I'm no architect, but I know a Nazi-era building when I see one. Every time I walked or jogged along Möckernstraße next to the Anhalter Bahnhof, I would remind myself to try to figure out what this beautiful red-brick building's history was. It's currently a hotel, but I didn't think it had always been one. The style sticks out, both because there's a huge empty lot surrounding the building and because it's right next to the Tempodrom, a very weird-looking modern building.
It turns out, the beautiful building at the corner of of Möckernstraße and Hallestraße was built during the 1930s with the help of an architect associated with Albert Speer (of Nazi fame), but its history is actually pretty tame. It began its life as a Post Office.
The building was originally constructed in 1933-1934 by the architect Kurt Kuhlow. It underwent a redesign a year later with the help of another architect, Georg Werner, which added a top floor and much of the elaborate stonework that you currently see. Werner ended up working with Albert Speer, but Wikipedia tells me that he wasn't considered a hard core Nazi.
From 1936 onwards, the building was a run-of-the-mill post office and letter distribution center. it served in this capacity through World War II. After the war, it was the main letter distribution center for the western section of the city.

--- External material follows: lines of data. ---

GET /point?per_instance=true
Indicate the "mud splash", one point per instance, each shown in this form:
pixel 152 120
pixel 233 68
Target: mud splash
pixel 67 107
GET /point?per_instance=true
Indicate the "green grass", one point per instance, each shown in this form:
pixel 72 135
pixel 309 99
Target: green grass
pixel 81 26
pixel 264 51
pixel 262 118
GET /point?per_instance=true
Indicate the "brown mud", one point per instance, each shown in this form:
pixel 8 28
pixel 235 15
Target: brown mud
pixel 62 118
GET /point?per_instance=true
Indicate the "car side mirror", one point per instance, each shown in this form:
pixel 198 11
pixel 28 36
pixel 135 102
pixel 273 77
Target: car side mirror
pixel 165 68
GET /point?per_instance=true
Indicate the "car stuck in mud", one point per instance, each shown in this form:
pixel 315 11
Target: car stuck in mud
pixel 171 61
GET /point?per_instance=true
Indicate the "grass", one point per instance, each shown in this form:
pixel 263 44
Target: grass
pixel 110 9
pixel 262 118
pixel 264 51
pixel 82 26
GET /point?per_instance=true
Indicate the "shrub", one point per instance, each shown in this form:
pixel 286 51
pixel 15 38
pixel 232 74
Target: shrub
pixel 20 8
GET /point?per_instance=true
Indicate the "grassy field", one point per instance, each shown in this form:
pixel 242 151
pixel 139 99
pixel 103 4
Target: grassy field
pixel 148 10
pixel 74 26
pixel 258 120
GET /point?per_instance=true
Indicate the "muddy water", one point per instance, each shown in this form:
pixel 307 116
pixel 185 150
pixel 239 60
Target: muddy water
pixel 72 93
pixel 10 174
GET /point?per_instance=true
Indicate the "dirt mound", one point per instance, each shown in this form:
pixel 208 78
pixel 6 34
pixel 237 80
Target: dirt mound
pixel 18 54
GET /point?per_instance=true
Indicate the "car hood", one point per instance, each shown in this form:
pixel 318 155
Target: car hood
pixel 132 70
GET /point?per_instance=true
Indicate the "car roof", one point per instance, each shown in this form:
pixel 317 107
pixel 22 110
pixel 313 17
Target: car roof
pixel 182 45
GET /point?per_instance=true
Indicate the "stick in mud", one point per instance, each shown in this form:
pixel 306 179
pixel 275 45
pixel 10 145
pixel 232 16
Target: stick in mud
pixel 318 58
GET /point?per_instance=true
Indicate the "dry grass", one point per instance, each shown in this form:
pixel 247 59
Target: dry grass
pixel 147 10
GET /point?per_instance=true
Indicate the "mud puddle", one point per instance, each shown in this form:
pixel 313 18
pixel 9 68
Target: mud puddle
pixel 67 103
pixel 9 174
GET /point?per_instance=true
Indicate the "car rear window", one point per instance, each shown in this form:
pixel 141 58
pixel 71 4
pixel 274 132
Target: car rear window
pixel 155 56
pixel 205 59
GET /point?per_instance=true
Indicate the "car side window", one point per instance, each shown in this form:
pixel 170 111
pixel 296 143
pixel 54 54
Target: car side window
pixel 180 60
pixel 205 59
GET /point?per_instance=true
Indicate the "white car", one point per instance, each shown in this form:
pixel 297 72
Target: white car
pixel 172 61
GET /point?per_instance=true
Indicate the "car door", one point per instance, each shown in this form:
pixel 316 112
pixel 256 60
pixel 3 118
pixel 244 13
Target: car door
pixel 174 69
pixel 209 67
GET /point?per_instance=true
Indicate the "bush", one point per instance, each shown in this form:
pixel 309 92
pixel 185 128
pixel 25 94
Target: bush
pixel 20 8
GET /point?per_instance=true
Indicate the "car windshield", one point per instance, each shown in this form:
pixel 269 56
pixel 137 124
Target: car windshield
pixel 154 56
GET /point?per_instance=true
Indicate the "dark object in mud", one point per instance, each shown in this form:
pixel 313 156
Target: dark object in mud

After reunification, the building was way too small to serve the entire city. It was phased out of duty, falling out of service completely in the mid 1990s. It was replaced by this inspiring piece of architecture, which was built in 1971.
The two buildings are of slightly differing styles, don't you think? But they do represent different eras of Berlin's history. One, an era in which architecture was used to project state power. Another, when function prevailed over form. The old post office eventually became a hotel. The new one? The building was just sold, and will be renovated into more than 1000 apartments beginning in 2016.
What's new becomes old, and then new again. That's Berlin. That's history.